Administrators at a hotel run by Iowa State University have given the boot to Bibles in their guest rooms after protest from a religious separatist group.

The push to remove the books began when a guest at the Hotel Memorial Union complained to Freedom From Religion Foundation about the “unwelcome religious propaganda in the bedside table,” according to a local NBC News affiliate.

The foundation, a nonprofit which advocates the separation of church and state, said the hotel is part of the Iowa public university system and, as such, cannot legally place the Bibles in the room. Doing so, the group argued, would constitute a support of one religion over another.

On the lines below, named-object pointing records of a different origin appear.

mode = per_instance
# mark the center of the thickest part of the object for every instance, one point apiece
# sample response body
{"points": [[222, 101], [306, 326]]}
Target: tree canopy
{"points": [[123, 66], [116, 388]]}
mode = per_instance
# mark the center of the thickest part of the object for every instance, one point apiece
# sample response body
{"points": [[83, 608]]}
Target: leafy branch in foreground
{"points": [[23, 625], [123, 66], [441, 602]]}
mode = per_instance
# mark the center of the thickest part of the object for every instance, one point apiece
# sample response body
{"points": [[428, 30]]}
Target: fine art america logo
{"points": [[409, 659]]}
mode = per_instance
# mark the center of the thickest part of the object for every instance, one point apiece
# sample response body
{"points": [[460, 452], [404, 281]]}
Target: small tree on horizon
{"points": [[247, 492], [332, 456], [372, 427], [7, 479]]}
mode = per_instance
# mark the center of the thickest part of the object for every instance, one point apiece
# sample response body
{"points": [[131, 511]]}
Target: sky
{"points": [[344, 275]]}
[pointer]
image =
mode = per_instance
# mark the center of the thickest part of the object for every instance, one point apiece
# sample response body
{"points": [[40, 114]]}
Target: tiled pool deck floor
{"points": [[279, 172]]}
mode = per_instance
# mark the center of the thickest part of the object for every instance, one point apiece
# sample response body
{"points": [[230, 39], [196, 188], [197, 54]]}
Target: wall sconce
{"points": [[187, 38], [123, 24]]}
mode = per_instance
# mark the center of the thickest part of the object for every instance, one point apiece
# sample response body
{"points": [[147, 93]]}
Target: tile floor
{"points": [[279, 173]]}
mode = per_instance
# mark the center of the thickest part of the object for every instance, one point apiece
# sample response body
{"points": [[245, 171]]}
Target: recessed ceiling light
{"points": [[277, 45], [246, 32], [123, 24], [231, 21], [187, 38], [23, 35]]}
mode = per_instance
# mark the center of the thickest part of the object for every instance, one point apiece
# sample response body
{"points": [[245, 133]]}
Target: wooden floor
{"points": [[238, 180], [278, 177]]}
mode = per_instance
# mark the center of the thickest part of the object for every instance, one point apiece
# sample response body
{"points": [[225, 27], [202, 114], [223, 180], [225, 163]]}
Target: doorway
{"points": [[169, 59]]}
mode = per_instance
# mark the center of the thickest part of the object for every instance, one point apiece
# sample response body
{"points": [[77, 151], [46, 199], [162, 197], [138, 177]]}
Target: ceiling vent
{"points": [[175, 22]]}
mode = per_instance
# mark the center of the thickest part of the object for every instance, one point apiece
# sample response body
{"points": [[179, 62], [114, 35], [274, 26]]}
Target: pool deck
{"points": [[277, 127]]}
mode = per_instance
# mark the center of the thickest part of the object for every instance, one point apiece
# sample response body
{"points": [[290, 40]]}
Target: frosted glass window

Starting March 1, the traditional Bibles in the nightstands will be no more, the hotel decided. The 52-room hotel will now confine its Bibles to its downstairs library and public reading room, the affiliate reported.

“We’re delighted to see reason and the Constitution prevailing,” Annie Laurie Gaylor, the foundation’s co-president, told the Blaze. “We can all sleep easier knowing secularism is being honored at our public universities.”

Iowa State is the second university the foundation has targeted in recent weeks. In January, the group prodded the University of Wisconsin-Extension, a facility of the state’s public university system, to also remove Bibles from all guest rooms at its conference center.